I took this route as well, but wasn’t able to get the fridge out easily. My workaround was to have the wires enter the RV above the fridge, then simply route the wires down the side of the fridge, fairly close to the front of the fridge. There was a gap in the floor the fridge sits on, and I was able to route the wires alongside a heating duct under the oven and behind the kitchen cabinets.

Once I had the wires behind the cabinet drawers, I saw the backside of our outdoor TV. Using the speaker box as a reference point from both inside and outside the RV, I determined where to drill in order to access the storage box without damaging anything. A few drills later, I had successfully routed my cables into the final place.

I bought tons of wiring, and knew I’d need to cut wires to make the project work. I purchased some MC4 connectors so that I could add them to the ends of my cut cables. This worked out really well, and was quite simple. I followed the instructions in this video for reference.
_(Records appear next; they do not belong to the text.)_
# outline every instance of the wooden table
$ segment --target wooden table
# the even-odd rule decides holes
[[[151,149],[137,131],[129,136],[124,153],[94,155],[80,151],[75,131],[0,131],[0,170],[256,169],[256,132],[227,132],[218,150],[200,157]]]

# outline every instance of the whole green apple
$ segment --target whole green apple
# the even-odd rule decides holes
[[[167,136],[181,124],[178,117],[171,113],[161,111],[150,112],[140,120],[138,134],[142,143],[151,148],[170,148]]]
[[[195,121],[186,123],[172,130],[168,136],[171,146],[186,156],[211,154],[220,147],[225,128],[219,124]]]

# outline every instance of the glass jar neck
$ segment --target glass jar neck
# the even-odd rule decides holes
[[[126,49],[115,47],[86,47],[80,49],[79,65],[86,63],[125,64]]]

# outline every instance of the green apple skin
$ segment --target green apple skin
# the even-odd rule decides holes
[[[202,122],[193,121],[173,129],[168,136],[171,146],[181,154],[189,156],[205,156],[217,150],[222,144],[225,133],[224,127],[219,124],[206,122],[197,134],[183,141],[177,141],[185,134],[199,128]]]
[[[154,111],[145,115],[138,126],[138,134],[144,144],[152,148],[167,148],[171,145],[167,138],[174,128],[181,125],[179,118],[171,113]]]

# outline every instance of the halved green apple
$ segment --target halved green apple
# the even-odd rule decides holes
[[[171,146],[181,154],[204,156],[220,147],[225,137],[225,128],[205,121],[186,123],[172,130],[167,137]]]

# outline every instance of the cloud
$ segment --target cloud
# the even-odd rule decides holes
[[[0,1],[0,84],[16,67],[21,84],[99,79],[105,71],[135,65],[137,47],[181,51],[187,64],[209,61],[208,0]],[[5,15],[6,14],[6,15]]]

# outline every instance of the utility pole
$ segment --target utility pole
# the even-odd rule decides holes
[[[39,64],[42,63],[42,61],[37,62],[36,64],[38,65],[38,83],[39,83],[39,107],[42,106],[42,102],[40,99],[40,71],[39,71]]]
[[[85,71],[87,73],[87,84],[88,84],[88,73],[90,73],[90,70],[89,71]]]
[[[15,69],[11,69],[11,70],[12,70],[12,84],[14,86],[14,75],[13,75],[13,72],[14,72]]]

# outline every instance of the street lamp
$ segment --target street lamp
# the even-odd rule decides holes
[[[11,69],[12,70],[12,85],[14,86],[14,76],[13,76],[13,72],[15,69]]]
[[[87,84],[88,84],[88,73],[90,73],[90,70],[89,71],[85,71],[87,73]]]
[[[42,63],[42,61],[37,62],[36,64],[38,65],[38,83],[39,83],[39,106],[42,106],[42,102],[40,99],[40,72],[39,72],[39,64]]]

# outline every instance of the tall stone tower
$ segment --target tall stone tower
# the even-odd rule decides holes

Once the main wires were in place and connected to the charge controller, I hooked up the solar panels. I’d left them disonnected from the system wires so I didn’t risk a shock. I wired them in parallel since the panels were 12v each and my system was 12v. Parallel wiring maintains voltage, but increases capacity (for batteries) or output in amps (for panels).

Final thoughts

The project took roughly 12 man hours to complete, which was spread out over a Friday evening and Saturday. My wife helped with some of the project, so I personally spent about 8 hours on the project.

Much to my surprise, the project was completed without a single problem. I was trying to think about any project I’ve ever done that went this smoothly, particularly at this scale, and I can’t think of one. I think this is the result of adequate planning.

We haven’t had the chance to test the panels in full sun. We finished them on an overcast day with smoke from forest fires adding additional coverage. So, for now, we’re plugged in to shore power at our family’s home. We’ll test production in a few days when we get out on the road again.